At my parents' house, they have electric heating (The french government heavily promoted it in the 70's to justify investments in nuclear power). They live in a small, yet quite touristic place in the seaside. In summer, no problem ; but during the winter, the local substation is struggling to cope with all the people turning on the heaters for the holidays in their vacation homes.

As you all know, P is proportional to V squared so it doesn't take much of a voltage drop to drastically reduce the heating capabilities in the house. Add that to a poor insulation job, and all in all the temperature can quickly become uncomfortable (in addition to very dim lighting...). The national energy provider is required to beef up his wiring or tweak the transformer taps if I can prove that the supplied voltage goes below 230V -10% tolerance = 207 volts.
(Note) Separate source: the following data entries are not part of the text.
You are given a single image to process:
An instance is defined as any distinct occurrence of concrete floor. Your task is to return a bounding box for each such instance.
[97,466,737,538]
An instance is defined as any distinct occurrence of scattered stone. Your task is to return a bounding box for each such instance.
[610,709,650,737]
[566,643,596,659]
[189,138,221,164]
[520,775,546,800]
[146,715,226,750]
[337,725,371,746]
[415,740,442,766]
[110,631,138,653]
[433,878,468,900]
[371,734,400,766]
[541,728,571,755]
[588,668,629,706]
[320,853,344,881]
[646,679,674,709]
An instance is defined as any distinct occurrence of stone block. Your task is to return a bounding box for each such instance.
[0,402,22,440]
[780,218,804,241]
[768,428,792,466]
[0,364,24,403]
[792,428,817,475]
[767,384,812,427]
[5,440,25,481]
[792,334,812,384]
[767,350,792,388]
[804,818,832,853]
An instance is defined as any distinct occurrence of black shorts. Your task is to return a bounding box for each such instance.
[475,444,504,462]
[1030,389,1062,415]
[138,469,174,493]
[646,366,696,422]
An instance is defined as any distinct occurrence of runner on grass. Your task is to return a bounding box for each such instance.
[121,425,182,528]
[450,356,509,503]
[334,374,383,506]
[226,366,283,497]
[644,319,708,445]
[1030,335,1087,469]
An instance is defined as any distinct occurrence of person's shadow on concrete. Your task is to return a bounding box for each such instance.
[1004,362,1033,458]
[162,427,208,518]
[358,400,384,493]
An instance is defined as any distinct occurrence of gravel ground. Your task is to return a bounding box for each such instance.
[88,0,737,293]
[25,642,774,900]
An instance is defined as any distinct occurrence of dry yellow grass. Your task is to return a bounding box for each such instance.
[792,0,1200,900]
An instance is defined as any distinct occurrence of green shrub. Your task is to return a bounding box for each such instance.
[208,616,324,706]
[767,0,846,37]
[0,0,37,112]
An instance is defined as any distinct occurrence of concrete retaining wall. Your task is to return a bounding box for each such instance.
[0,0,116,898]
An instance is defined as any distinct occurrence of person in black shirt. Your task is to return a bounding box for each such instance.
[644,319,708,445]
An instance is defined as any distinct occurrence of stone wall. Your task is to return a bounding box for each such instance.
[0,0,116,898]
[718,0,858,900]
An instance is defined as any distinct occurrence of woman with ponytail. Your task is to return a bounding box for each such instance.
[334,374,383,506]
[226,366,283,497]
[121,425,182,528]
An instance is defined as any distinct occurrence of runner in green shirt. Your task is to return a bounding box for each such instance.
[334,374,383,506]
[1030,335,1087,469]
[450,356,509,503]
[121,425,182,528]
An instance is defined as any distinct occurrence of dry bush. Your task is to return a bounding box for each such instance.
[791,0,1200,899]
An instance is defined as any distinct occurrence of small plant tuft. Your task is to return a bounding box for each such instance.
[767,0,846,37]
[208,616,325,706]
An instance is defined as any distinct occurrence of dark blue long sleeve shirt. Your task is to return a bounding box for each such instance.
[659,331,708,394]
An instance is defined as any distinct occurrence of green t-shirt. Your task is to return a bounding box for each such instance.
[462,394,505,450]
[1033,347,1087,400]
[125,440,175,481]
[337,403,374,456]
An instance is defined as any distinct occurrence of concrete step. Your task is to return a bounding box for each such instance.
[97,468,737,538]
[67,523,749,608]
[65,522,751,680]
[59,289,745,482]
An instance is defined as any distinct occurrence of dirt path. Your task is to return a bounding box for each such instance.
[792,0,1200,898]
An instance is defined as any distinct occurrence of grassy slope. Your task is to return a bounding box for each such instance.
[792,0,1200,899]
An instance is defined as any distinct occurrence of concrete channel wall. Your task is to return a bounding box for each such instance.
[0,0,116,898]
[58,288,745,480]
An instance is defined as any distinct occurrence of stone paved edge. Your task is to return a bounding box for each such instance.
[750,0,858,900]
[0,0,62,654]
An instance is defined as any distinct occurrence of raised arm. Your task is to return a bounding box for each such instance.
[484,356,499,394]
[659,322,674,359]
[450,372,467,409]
If I call and tell them the problem, they will (after a fair bit of negotiations) send someone to check the voltage at the "Place of Delivery". But they are smart and will come on a warm sunny day when the voltage is perfectly fine ; that way they can get away without doing anything (and they will charge me for the trip).

So the idea is to log the network voltage during the winter and then see if (and when) voltage drops occur. That way I will know if there is a real problem or if my parents are just getting sensitive to the cold  ;D and if I have to negotiate with the power company, I will know when to make them come and check.
georges80:
A simple/cheap serial (uart) logger is something like the Openlog design - lots on ebay/china units etc.

Logs to a uSD card and can handle FAT32 so gigabyte sized files. Pretty cheap, $12 US on prime and in the $5 range for China ebay. Super easy to use. It takes care of creating the filename and writing/logging data. Just edit the config.txt to set baud rate etc. Easy.

https://github.com/sparkfun/OpenLog

Flash doesn't wear out unless you are rewriting a LOT of data to the same page, for a logger this isn't going to be an issue.

cheers,
george.
hamster_nz:
If you have internet access, and you want a low fuss cloud data solution, have a look at ThingSpeak - here is one of my feeds: https://thingspeak.com/channels/354869

All you will need to do on the Pi is have the program monitoring the serial data perform a web request - e.g run a system command to run "curl https://api.thingspeak.com/update?api_key=[your key]&field1=[your value]&field2=[your value]".

Free accounts are limited to one message every 15 seconds. I would suggest that you log "min", "average" and "max" values for each minute. And also add a DHT11 sensor so you can do temperature and humidity too :-)

PM me if you want a hand.

capt bullshot:
Yes, SD cards can be quite unreliable, especially when data gets written often to them.
You could connect an external SSD with an USB to SATA converter (or just an USB HDD) to the Raspberry and use this to store the data.